Network Diagnostic Framework (NDF) simplifies network troubleshooting by automating many common troubleshooting steps and solutions. When you run Windows Network Diagnostics, each diagnostic session generates a report with diagnostics results, and you can view this information in Action Center by tapping or clicking the Troubleshooting link, and then tapping or clicking View History. On the Troubleshooting History page, each diagnostic session is listed by type and date run. To get detailed information, select the session you want to review, and then tap or click View Details.

The diagnostic information shown in Action Center comes from an Event Trace Log (ETL) file created as part of diagnostics. If you press and hold or right-click a diagnostic session and then select Open File Location, you can view the files generated as part of diagnostics for the selected diagnostic session.

You can use the Netsh Trace context to perform comprehensive tracing in addition to network packet capturing and filtering. You perform traces by using predefined or custom scenarios and providers. Tracing scenarios are collections of providers. Providers are the actual components in the network protocol stack that you want to work with, such as TCP/IP, Windows Filtering Platform and Firewall, Wireless LAN Services, Winsock, or NDIS. Typically, you use Network Monitor (Netmon) to analyze trace data. If you collect trace data on a computer where Netmon isn’t installed, you can just copy the trace file to a computer where Netmon is installed so that you can analyze the data.

Windows Vista with SP1 or later and later releases of Windows use an RDP 6.1 or later compatible client. Here, RDP files can be digitally signed to prevent users from opening or running potentially dangerous RDP files from unknown sources. Administrators can sign RDP files by using a signing tool provided by Microsoft. Three related settings can be configured through Group Policy or through the registry. These settings include a comma-separated list of certificate hashes that are trusted by the administrator (known as the trusted publishers list), an option to enable users to decide to accept untrusted publishers (enabled by default), and an option to enable users to accept unsigned files (enabled by default).

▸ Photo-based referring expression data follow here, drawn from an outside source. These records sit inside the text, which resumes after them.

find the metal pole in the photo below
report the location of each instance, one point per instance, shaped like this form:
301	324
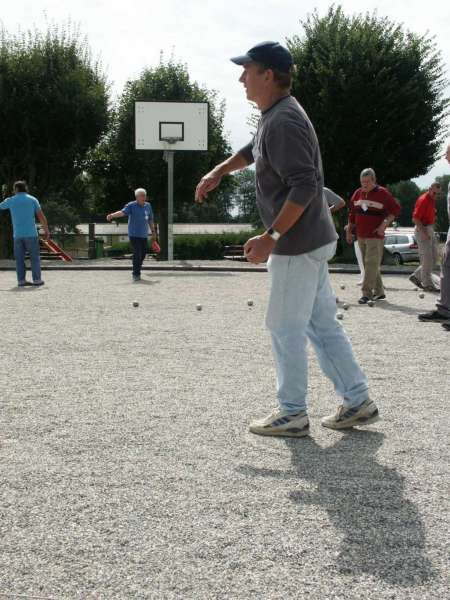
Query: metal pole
169	155
91	247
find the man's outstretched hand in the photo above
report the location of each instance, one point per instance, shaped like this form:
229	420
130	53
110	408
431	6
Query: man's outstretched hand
207	183
258	248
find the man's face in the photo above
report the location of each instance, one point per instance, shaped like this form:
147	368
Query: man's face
367	184
255	81
434	191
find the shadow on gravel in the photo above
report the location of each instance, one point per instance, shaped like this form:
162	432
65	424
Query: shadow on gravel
407	310
23	290
195	274
381	531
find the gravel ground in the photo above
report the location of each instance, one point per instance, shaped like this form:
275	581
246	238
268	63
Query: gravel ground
127	470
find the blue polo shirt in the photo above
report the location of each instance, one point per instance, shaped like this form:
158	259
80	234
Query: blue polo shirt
23	209
139	218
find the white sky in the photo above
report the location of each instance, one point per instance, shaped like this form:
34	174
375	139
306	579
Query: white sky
129	35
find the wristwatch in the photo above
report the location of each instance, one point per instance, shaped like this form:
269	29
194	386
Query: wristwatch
275	235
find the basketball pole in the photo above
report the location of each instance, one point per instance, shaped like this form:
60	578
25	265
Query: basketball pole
168	157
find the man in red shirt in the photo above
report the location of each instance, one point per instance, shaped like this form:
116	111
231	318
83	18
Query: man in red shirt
424	216
372	208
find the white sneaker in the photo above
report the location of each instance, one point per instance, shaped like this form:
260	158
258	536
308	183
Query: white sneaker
282	423
364	414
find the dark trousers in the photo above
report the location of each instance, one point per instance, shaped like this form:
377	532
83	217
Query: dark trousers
139	246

Windows 8.1 and Windows Server 2012 R2 have a number of enhancements in their built-in DNS clients that improve name resolution on IPv4 and IPv6 networks. With adaptive query timeout, the DNS client adapts the timeout interval based on the time required for previous queries. Thus, instead of waiting 1000 milliseconds (ms) before timing out a query, the timeout is adjusted based on past performance for the network, resulting in timeouts between 25 ms and 1000 ms.

The DNS client for Windows 8.1 and Windows Server 2012 R2 also supports query coalescing, parallel queries, and persistent caching. With query coalescing, the DNS client combines multiple DNS queries for the same name. This results in only one query and optimizes performance. With parallel queries, the DNS client issues IPv4 and IPv6 queries for A and AAAA records in parallel when both IP interfaces are enabled, which streamlines the query process and improves performance. Link-local multicast name resolution (LLMNR) and NETBIOS queries are also issued in parallel for IPv4 and IPv6. With a persistent cache, the DNS client maintains the DNS cache across changes that occur on the same network. For example, the DNS client now persists the cache after address change notifications and when the computer is resuming from the sleep or standby state.